In [None]:
# Libs
import logging
import numpy as np
from plotly.subplots import make_subplots
from plotly import graph_objects as go
import shap
import torch
# Custom
from cartpole import CartPoleRegulatorEnv
from NFQagents import NFQagent, ReplayMemory, Transition


In [None]:
# %% Set up Logger
logger = logging.getLogger('lastRun')
logger.setLevel(logging.INFO)
fh = logging.FileHandler("lastRun.log", 'w')
fh.setFormatter(logging.Formatter(
    '[%(levelname)s] - %(asctime)s - %(message)s'))
logger.addHandler(fh)

# Test-System

    Description:
        A pole is attached by an un-actuated joint to a cart, which moves along a frictionless track. The pendulum starts upright, and the goal is to prevent it from falling over by increasing and reducing the cart's velocity.
    Source:
        This environment corresponds to the version of the cart-pole problem described by Barto, Sutton, and Anderson
    Observation: 
        Type: Box(4)
        Num	Observation                 Min         Max
        0	Cart Position             -4.8            4.8
        1	Cart Velocity             -Inf            Inf
        2	Pole Angle                 -24 deg        24 deg
        3	Pole Velocity At Tip      -Inf            Inf
        
    Actions:
        Type: Discrete(2)
        Num	Action
        0	Push cart to the left
        1	Push cart to the right
        
        Note: The amount the velocity that is reduced or increased is not fixed; it depends on the angle the pole is pointing. This is because the center of gravity of the pole increases the amount of energy needed to move the cart underneath it
    Reward:
        Reward is 1 for every step taken, including the termination step
    Starting State:
        All observations are assigned a uniform random value in [-0.05..0.05]
    Episode Termination:
        Pole Angle is more than 12 degrees
        Cart Position is more than 2.4 (center of the cart reaches the edge of the display)
        Episode length is greater than 200
        Solved Requirements
        Considered solved when the average reward is greater than or equal to 195.0 over 100 consecutive trials.

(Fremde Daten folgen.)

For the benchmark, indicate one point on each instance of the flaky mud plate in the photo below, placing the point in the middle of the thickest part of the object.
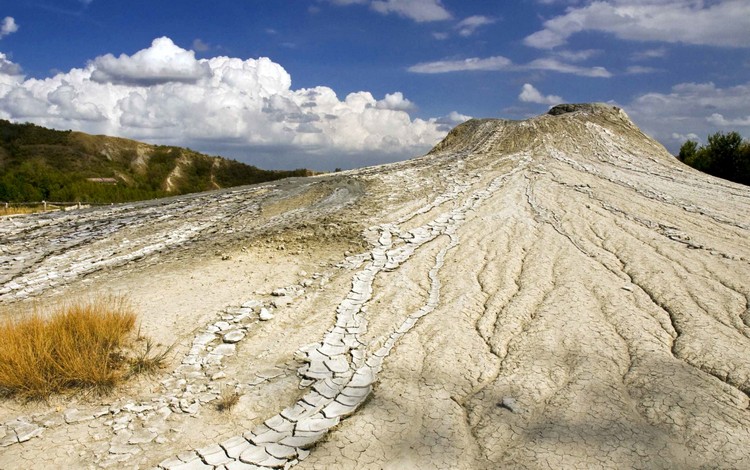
(552, 293)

# Selbstlernender Regler mittels _NFQ-Learning_ / _DQN-Learning_
Der selbstlernende Regler wird mittels Neuro-Fitted-Q-Learning Realisiert. Die Implementierung erfolgt in Anlehnung an die Dissertation von Dr. Hafner [1] sowie an die Veröffentlichung von Prof. Riedmiller [2].

Das klassische NFQ-Verfahren ist ein offline Lernverfahren, bei dem ein Multi-Layer-Perceptron wiederholt auf die gleiche Datenbasis trainiert wird. Ziel dabei ist es zu lernen, welche Aktion im jeweiligen Zustand den größten langfristigen Erfolg verspricht (Q-Funktion). Die Kosten/Belohnungen, welche Teil des Trainingsdatensatzes sind dürfen dabei nicht kumuliert werden, sondern beziehen sich immer auf die aktuell gewählte Aktion.

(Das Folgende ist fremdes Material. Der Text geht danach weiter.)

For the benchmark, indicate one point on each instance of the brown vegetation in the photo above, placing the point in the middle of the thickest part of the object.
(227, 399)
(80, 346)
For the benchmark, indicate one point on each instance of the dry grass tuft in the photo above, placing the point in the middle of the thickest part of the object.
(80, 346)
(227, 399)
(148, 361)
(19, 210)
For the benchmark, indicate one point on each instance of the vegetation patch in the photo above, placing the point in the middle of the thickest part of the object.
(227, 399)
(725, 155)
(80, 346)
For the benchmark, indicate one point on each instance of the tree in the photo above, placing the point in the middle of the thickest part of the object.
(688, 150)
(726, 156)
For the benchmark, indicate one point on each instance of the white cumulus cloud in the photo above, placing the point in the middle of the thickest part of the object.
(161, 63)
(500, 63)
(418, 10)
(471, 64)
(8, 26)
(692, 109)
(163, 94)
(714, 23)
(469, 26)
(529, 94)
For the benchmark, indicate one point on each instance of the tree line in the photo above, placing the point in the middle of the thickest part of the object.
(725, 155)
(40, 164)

## Q-Funktion am _Cartpole_ Beispiel
Gäbe es für ein gegebenes System eine Zuordnung aus allen möglichen Zuständen sowie entstehenden Kosten (Minimierungsaufgabe) bzw. den entstehenden Gewinn (Maximierungsaufgabe) zu jeder möglichen Aktion, wäre es möglich dieses System optimal zu steuern. Wäre eine solche Zuordnung beispielsweise für das Spiel Schach bekannt, wäre es möglich jedes Spiel zu gewinnen, da in jedem Zug die Optimale Entscheidung getroffen werden kann. Leider ist bereits für einfache Systeme, wie dem Schach-Beispiel, diese Zuordnung zu umfangreich, um diese sinnvoll zu speichern oder sogar anzuwenden. Daher wurden Verfahren Entwickelt um diese Zuordnung zu Approximieren. Dabei erfolgt die Approximation durch eine *Q-Funktion*. Beim NFQ-Verfahren wird die Q-Funktion durch ein vorwärtsgerichtetes künstliches Neuronales Netz umgesetzt. Dies sieht für das Cartpole-Beispiel so aus:

![Neuronales Netz zur Approximation der Q-Funktion im Cartpole-Bsp.](QfunNet_Cartpole.svg)

## Konvergenzverhalten
Durch das iterative Trainingsverfahren läuft das Training nicht stabil ab. Dadurch wird keine kontinuierliche Verbesserung erreicht, sondern es kann vorkommen, dass ein bereits guter Regler wieder schlechter wird. In [1] werden diese diese Effekte näher erläutert und Methoden umd diese abzumildern beschrieben. Im vorliegenden Beispiel sind diese Methoden bereits berücksichtigt.

## Erweiterung
In Anlehnung an das neuere Deep-Q-Learning wurde für das NFQ Verfahren eine Online-Komponente implementiert. Das heißt, der Speicher welcher zum Training des neuronalen Netzes verwendet wird, wird zur Trainingszeit durch aktuelle Erfahrungswerte erweitert. Zusätzlich besteht die Möglichkeit das KNN, welches die Systemsteuerung übernimmt von dem KNN, welches die Zielwerte für das Training berechnet zu trennen. Das Zielnetz wird dabei nur in größeren Abständen auf das kontinuierlich Trainierte Hauptnetz angepasst. Dies führt zu einer besseren Konvergenz des Lernalgorithmus.

## Literatur
[1]R. Hafner, „Dateneffiziente selbstlernende neuronale Regler“, Universität Osnabrück, Osnabrück, 2009.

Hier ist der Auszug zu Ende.